Washington Times on March 8, 2016, published a review by Paul Hollander of Richard Pipes new book Alexander Yakovlev: The Man Whose Ideas Delivered Russia from Communism. Excerpts below:
It is my guess that 99 percent of college-educated Americans never heard of Alexander Yakovlev, high-ranking member of the Soviet ruling elite for much of his life and major architect of the reforms associated with Mikhail Gorbachev. Richard Pipes, the distinguished American historian of Soviet Russia, provides a notable scholarly and public service by writing his first biography that carefully follows every major stage in Yakovlev’s career and political-ideological evolution.
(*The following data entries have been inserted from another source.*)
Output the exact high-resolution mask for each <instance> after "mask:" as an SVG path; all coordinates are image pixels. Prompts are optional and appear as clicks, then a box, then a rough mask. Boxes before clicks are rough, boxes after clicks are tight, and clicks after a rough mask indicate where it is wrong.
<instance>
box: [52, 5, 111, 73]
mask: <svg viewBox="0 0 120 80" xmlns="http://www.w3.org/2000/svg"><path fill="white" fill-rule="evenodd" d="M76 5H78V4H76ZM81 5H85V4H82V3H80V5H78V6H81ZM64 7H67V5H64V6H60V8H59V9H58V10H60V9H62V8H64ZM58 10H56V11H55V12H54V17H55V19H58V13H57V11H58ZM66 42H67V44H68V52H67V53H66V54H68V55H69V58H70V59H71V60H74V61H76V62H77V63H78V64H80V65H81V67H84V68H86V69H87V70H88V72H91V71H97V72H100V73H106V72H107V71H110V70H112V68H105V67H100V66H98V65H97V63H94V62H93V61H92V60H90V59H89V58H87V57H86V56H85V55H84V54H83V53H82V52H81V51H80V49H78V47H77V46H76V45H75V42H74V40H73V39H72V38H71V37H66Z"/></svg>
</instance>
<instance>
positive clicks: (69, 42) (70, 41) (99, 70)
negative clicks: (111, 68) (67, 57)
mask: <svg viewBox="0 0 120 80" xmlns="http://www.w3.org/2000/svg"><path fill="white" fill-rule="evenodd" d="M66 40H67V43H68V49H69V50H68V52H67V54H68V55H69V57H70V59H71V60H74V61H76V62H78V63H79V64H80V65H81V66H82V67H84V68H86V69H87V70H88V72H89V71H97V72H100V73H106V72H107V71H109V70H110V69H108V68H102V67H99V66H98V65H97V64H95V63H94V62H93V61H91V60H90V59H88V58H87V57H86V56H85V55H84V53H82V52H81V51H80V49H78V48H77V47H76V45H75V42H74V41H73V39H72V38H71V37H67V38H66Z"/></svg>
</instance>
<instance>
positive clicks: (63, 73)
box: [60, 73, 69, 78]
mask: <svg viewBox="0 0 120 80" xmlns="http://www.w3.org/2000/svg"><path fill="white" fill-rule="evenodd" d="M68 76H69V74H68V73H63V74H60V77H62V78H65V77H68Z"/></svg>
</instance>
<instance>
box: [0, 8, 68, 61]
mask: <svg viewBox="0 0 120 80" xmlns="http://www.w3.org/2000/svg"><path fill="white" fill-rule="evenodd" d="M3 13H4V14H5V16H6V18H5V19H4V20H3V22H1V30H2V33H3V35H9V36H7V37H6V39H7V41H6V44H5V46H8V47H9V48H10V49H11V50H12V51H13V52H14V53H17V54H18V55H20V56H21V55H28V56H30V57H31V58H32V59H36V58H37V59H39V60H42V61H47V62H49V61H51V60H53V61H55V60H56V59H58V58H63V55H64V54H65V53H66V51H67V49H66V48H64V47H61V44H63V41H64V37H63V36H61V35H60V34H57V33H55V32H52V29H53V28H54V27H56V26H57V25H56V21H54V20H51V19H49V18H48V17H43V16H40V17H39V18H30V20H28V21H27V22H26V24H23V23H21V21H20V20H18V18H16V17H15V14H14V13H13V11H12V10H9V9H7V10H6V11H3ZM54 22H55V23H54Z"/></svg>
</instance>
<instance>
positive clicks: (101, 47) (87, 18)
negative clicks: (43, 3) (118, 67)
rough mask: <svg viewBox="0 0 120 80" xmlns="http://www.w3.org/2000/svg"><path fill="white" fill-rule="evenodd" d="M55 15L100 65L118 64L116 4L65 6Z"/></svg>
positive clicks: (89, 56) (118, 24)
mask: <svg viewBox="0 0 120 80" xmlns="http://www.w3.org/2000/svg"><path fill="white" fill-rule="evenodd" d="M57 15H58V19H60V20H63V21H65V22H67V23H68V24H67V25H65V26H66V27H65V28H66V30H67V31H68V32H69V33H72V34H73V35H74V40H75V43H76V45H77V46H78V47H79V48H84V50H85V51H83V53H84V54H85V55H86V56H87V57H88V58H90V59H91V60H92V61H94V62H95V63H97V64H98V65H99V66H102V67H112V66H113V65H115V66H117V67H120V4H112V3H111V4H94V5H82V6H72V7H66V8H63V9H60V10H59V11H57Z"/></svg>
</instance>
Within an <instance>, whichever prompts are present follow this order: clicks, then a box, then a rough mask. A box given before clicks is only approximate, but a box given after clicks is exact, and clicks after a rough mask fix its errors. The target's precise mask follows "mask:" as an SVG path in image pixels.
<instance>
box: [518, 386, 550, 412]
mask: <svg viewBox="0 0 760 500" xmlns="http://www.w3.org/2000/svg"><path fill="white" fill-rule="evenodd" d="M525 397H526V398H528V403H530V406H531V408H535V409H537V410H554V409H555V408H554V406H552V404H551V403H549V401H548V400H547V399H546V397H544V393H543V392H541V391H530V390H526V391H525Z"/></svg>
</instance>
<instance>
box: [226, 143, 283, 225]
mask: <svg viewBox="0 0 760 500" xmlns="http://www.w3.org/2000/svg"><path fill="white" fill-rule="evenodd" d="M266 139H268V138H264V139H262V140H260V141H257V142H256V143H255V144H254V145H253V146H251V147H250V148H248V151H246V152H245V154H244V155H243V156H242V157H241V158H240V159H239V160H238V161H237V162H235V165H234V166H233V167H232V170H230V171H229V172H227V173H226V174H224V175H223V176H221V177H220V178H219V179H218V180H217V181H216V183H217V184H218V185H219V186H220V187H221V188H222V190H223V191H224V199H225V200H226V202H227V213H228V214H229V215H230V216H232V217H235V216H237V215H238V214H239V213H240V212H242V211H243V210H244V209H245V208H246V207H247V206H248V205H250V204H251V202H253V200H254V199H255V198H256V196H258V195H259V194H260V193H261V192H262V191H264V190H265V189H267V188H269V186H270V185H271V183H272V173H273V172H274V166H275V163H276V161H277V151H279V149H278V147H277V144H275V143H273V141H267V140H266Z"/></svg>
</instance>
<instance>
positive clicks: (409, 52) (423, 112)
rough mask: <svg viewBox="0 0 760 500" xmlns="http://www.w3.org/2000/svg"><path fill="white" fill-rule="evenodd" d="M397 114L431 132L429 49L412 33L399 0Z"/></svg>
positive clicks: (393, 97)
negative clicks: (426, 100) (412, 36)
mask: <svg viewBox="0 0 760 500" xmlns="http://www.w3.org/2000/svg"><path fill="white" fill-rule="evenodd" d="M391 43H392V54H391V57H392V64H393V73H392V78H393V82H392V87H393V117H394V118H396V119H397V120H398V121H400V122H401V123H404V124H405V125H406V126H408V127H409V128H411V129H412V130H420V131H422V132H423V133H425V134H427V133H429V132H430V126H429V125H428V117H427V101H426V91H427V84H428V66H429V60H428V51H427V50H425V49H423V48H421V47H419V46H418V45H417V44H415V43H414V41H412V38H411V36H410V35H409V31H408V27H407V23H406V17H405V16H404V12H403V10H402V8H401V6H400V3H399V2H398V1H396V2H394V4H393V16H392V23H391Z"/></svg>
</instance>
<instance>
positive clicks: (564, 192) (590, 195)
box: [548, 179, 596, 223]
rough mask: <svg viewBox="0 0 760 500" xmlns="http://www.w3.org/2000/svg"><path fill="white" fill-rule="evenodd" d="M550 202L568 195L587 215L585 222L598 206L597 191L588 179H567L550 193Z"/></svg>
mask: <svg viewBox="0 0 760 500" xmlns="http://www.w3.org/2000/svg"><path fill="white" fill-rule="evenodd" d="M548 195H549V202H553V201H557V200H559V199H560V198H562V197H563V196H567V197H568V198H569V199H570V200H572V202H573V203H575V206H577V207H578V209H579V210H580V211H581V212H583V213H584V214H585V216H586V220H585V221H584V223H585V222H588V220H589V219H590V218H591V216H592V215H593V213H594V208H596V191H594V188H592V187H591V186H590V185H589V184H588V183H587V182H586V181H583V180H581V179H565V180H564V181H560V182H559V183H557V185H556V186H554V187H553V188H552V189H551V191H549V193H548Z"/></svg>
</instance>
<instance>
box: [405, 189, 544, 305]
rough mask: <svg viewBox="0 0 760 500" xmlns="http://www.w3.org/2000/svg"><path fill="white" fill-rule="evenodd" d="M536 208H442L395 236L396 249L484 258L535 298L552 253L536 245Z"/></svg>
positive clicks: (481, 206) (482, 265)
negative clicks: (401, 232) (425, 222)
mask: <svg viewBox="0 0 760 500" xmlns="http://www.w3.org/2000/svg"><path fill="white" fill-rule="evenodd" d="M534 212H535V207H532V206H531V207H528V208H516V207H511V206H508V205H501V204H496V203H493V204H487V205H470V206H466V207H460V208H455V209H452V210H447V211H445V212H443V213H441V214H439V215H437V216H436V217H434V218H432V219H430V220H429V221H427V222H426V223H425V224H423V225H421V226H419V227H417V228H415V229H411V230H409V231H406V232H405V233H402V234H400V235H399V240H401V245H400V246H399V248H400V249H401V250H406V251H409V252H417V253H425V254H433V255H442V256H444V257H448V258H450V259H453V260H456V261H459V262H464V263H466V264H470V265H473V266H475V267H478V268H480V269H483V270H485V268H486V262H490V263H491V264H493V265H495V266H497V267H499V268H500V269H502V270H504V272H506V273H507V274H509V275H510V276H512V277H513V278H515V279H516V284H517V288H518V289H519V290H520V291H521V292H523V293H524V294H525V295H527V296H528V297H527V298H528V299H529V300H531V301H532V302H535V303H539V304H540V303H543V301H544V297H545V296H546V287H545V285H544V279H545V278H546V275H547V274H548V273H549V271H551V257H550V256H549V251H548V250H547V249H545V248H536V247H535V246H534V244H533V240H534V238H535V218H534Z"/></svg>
Yakovlev’s great historical role has been to provide crucial ideological support for Mr. Gorbachev’s policies known as glasnost (openness) and perestroika (restructuring), which unintentionally undermined the system and hastened its disintegration. As Mr. Pipes points out, Yakovlev “was the only high official in Russian history to have advocated, and in part successfully implemented, the entire panoply of Western political values … . He was the inspirer of Gorbachev’s reforms.”
The historical importance of Yakovlev is not limited to his contributions to changing the Soviet system. Equally significant is that he ultimately came to reject it in its entirety, including its Marxist theoretical foundations, without any reservations. He reached the conclusion that “a society built on violence and fear could not be reformed” .
It was during his studies at the Academy of Social Sciences of the Central Committee of the Party that he “came to understand fully the hollowness and impracticability of Marxism-Leninism, its inhumanity, its artificiality, its inherent contradictions, demagoguery and prognostic fraud.”
Two…unusual chapters in his life probably exerted a durable influence on his outlook. One was a year in 1958 spent at Columbia University as a Fulbright scholar studying Roosevelt’s policies related to the New Deal. Strangely enough, following his return he retained what Mr. Pipes calls an “obsessive hostility to the United States.” The latter remains difficult to reconcile with his subsequent commitment to the Westernization and democratization of the Soviet Union and his belief in the importance of private property.
His 10 years as ambassador to Canada (1973-83) might have been a major source of his subsequent moral and ideological reorientation: “He emerged from the experience a different man,” Mr. Pipes writes. In 1988 he became chairman of the commission that sought to rehabilitate the victims of the Stalin era, a position he held for 13 years. This experience solidified his profound disillusionment with the system:
“…The greatest secret of the party is how it managed to transform all of us into idiots, denouncers, careerists, people without conscience and honor … . The party knew how to play on the basest instincts … . Why have we turned out to be such a herd? … Why did we readily agree with all that the party said? This is the greatest mystery — political, psychological, moral.”
Yakolev also presciently anticipated the Putin era:
“The transition from the violent form of government to freedom, from dictatorship to law, comes to Russia with great difficulty … the genetic habit of treating arbitrariness as a natural condition of life, the ineradicable longing for a tsar-father, general secretary or president as a savior … serves as a nourishing soil for the formation of a slavish psychology. We Russians are prisoners, slaves and victims of Fate, not its masters.”
Paul Hollander is professor emeritus of sociology at the University of Massachusetts, Amherst, and associate of the Davis Center for Russian and Eurasian Studies at Harvard University. His study of political hero worship will be published this year by Cambridge University Press.